Now You See Me: Now You Don’t is in some ways just like a real magic trick.

It’s designed for fun and entertainment and is hard to take your eyes off but, underneath it all, you know it’s an illusion.

Unlike a magic trick, you can see right through this to the cash grab, rushed, manic and frankly baffling inadequacies that lie within.

It’s such a strange experience. On the one hand a tone-deaf, woefully written, laughably poor sequel to a pair of films that, whilst not exactly critically acclaimed, are cult classics and brilliant ‘can’t turn over if it’s on TV watches.’

On the other hand, this film serves its predecessors as another popcorn blockbuster with some great set pieces, some genuinely good surprises and twists and it really does keep you hooked.

It’s frustrating to think what a little editing would have done. The script is a non stop barrage of exposition and ‘saying character names so the audience know who they are.’ There are some hilariously bad lines that even these brilliant, all star actors cannot quite make work.

Likewise, think even just a little about the machinations of the plot and everything falls apart. Sure, that’s not the point but it’s absolutely riddled with holes.

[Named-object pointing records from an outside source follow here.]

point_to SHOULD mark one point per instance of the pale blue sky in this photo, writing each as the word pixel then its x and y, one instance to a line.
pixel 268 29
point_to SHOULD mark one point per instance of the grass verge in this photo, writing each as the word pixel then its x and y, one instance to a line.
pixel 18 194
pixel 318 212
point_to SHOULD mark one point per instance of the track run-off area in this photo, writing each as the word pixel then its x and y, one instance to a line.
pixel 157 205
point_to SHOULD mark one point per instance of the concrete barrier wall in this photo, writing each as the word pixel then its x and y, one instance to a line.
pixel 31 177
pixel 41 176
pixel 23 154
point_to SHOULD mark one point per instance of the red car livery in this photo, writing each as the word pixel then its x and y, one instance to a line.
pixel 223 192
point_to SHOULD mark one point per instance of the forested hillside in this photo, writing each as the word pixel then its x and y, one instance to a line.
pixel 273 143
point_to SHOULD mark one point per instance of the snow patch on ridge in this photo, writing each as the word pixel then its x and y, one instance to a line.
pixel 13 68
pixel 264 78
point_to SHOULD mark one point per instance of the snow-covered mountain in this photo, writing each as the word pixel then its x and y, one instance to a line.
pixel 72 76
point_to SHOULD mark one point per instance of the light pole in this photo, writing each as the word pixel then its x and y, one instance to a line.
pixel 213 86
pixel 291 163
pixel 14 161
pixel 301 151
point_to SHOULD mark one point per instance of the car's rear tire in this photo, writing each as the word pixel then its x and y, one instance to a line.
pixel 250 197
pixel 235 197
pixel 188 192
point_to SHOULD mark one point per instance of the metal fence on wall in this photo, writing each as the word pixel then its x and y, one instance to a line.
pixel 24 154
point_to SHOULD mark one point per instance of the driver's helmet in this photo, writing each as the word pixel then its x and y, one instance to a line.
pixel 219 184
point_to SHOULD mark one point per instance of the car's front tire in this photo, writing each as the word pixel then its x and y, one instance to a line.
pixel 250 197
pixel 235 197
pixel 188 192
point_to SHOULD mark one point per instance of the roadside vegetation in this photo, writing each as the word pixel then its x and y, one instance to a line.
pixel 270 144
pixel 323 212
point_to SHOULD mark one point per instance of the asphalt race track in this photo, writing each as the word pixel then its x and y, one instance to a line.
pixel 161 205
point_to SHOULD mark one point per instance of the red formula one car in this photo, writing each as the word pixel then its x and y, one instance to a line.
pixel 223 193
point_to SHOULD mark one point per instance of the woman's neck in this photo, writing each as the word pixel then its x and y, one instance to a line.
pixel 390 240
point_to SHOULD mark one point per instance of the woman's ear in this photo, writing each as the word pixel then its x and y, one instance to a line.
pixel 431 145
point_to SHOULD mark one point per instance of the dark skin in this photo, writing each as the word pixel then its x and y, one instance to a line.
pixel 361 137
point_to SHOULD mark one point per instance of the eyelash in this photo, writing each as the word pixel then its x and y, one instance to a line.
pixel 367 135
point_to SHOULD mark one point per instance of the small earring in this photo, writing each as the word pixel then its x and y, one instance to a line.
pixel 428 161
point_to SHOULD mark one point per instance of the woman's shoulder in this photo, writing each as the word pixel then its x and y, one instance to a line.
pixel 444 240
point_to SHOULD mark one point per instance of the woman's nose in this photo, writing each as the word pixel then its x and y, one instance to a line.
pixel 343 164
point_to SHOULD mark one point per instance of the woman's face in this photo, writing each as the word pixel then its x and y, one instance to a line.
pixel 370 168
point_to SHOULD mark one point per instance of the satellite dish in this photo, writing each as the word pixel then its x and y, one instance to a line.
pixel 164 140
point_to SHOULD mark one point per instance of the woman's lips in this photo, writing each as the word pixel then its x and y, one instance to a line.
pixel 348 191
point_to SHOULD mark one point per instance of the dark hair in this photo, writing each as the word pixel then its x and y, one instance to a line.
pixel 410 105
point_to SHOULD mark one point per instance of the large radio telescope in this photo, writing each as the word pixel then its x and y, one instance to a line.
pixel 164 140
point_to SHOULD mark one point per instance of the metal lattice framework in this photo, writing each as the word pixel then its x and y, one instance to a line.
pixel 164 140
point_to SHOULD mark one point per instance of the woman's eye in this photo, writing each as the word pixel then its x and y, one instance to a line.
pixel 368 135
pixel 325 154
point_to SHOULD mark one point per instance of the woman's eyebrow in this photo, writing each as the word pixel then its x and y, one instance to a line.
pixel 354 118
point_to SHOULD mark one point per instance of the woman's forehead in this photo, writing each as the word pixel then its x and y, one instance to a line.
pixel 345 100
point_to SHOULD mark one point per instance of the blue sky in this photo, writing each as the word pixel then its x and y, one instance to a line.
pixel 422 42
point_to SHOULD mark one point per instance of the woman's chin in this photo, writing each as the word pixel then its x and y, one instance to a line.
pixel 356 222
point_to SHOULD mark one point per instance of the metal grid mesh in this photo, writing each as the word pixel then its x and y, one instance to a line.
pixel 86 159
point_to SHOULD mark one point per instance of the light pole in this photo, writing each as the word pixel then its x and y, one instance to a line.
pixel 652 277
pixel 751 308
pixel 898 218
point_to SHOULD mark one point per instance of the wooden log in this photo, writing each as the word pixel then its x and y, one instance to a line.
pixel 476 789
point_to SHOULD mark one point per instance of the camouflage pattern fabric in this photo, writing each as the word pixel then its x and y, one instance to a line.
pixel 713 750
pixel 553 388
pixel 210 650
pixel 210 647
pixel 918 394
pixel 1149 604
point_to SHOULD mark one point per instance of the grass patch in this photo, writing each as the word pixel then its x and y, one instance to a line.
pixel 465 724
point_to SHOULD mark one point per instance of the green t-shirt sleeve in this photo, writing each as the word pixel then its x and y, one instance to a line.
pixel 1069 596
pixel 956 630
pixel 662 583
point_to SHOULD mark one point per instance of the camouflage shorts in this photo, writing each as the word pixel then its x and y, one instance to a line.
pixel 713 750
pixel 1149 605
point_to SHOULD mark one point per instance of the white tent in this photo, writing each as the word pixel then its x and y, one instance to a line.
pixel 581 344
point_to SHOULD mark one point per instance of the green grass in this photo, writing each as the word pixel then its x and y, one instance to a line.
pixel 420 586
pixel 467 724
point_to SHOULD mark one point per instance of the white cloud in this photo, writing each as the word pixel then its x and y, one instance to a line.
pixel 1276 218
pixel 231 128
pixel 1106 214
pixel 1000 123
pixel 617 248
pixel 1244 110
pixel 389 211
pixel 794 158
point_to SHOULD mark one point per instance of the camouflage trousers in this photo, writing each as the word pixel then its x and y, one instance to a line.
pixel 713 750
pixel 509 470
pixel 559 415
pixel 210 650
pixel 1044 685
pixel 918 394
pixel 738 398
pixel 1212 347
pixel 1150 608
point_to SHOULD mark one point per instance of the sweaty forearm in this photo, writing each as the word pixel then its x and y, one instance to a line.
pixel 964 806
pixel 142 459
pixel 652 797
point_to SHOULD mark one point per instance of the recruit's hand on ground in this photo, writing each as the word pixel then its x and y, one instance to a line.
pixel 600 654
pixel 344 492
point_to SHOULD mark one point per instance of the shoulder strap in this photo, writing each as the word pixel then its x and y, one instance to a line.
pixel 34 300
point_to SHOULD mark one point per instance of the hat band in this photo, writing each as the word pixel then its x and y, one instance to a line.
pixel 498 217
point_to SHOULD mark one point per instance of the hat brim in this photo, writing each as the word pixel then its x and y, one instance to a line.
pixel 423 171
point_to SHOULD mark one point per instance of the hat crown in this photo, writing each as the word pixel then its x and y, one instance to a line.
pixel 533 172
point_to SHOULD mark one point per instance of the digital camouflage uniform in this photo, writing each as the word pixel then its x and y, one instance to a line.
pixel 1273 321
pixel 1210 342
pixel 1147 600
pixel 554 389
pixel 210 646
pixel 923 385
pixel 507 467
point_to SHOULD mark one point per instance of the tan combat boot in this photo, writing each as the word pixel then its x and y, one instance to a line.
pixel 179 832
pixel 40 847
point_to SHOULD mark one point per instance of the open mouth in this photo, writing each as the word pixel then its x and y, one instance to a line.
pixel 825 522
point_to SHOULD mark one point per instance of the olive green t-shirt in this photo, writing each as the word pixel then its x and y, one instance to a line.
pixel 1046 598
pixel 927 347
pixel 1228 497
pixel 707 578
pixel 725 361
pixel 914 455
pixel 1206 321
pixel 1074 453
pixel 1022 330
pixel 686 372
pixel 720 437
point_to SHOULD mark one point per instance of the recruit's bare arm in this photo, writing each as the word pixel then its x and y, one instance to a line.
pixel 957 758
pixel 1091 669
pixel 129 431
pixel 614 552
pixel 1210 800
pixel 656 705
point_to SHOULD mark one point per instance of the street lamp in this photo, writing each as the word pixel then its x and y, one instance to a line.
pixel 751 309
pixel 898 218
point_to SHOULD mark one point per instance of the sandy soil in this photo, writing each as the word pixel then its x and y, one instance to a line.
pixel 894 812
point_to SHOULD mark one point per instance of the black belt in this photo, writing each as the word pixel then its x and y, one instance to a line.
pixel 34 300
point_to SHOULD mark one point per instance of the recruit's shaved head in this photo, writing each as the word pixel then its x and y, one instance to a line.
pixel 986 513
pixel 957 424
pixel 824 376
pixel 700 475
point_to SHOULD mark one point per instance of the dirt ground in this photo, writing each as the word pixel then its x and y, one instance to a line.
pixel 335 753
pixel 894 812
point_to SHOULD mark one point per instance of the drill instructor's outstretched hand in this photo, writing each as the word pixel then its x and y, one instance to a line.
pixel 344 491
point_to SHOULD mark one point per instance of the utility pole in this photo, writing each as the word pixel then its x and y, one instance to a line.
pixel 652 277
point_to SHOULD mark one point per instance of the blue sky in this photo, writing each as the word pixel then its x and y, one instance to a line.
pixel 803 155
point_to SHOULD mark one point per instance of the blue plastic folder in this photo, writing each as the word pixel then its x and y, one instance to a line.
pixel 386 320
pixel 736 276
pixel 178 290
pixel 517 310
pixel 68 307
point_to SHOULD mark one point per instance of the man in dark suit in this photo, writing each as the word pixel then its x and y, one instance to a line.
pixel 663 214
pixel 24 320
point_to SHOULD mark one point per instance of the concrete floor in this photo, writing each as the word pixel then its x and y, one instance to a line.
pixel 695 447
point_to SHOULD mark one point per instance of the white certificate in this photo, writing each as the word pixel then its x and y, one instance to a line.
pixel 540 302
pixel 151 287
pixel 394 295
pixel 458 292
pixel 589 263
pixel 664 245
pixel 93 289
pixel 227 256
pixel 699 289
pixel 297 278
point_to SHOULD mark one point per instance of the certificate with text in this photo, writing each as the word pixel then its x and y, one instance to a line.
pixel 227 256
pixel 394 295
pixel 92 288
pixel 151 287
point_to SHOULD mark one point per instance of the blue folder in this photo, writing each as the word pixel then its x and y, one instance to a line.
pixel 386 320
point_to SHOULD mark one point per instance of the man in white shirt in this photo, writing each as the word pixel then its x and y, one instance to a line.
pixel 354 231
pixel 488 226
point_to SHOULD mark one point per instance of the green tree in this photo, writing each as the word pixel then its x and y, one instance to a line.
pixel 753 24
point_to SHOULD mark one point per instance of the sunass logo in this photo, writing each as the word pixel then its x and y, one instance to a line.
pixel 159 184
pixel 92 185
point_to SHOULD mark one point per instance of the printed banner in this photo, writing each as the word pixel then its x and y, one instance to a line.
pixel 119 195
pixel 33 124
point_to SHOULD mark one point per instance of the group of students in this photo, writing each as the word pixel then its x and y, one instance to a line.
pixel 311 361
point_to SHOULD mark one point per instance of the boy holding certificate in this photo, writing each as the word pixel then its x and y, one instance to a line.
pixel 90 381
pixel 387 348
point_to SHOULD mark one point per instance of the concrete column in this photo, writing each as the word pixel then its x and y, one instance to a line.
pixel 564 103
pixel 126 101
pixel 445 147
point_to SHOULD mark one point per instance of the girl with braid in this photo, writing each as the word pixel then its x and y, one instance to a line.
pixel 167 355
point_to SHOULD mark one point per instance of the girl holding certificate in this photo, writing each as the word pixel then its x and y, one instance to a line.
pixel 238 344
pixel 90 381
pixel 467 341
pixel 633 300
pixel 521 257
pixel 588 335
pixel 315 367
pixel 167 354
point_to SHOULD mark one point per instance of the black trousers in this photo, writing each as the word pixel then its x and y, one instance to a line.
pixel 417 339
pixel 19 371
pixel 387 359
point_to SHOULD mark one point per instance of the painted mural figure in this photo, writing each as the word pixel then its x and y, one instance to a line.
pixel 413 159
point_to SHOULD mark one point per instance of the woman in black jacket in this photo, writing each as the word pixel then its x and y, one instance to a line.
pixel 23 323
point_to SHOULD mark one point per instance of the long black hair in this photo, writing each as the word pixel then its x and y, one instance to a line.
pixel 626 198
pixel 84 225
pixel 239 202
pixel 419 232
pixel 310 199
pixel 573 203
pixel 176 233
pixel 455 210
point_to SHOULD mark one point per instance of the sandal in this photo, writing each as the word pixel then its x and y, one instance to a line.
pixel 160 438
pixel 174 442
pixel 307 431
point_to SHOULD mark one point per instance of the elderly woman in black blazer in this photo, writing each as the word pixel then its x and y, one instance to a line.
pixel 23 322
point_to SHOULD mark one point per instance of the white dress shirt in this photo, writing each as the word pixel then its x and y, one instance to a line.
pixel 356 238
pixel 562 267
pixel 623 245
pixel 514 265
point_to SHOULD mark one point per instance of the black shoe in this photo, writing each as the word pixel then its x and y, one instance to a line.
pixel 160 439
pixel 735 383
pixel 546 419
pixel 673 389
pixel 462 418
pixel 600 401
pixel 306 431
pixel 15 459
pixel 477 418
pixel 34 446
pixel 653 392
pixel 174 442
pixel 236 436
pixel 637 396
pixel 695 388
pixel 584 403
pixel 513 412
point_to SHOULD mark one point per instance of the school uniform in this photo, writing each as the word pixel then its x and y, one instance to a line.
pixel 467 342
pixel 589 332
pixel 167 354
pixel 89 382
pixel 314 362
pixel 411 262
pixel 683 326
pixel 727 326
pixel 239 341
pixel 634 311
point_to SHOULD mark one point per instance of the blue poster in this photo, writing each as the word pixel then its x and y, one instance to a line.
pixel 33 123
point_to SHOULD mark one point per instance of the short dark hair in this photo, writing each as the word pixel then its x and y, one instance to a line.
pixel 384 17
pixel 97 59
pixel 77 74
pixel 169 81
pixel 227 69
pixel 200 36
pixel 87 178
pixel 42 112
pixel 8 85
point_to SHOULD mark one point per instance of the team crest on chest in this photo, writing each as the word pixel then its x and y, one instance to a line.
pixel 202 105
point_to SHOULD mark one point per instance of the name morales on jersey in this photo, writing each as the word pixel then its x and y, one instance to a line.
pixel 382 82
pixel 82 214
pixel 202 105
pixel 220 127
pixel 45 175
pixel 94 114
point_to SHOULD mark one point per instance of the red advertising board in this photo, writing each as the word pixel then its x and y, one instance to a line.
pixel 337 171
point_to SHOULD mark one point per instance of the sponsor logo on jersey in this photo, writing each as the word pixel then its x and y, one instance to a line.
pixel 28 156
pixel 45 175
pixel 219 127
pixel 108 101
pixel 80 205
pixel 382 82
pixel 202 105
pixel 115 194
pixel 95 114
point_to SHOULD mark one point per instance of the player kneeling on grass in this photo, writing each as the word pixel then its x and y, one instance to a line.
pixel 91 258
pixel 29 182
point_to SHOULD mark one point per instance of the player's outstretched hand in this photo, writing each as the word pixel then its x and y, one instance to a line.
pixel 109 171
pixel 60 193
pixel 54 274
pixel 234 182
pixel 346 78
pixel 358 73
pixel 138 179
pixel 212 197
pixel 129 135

[Slight spoilers to demonstrate this below]

At one point the Horsemen just appear on a private jet. At another, a character is shot and killed by standard police officers for no reason and it's never mentioned again. A baffling glass box torture/death device that the villain just happens to have is broken by a wedding ring and the less said about Rosamund Pike’s South African accent, the better.

Arguably even worse than this, after the brilliant ‘magic action’ scenes of the first two films where the gang would use tricks to break into high security facilities etc, everything here just ends up in a completely banal and generic fist fight.

We’re here for the illusions and the slightly surreal/just-on-the-cusp-of-fantasy magic – it’s what these films do best. Resorting to punch ups is beyond lazy and undoes all the 'skill' these characters are meant to have.

But, and there is a big but, it is just so damn fun, for good and for ill.

Sure, you could play a drinking game with the rule ‘drink every time you laugh at something bad’ and would feel suitably inebriated at film’s end but it is also meant to be silly and, when it does give you a ‘proper’ set piece, it largely delivers.

The climactic ‘big trick’ reveal is a relentless and thrilling chunk of the film and, even though there are some genuinely farcical ‘what the hell is happening’ moments you also will be glued to watching.

I guess there’s something in revisiting such a good bunch of actors and such a likeable film series. Like Pitch Perfect 3 before it, this almost ruins the trilogy but because it’s still these characters, it just about gets away with being a poorer imitation of what’s come before.

It even teases a sequel and, whilst all logic would suggest that is a monumentally terrible idea, you know there could be a rabbit in a hat somewhere.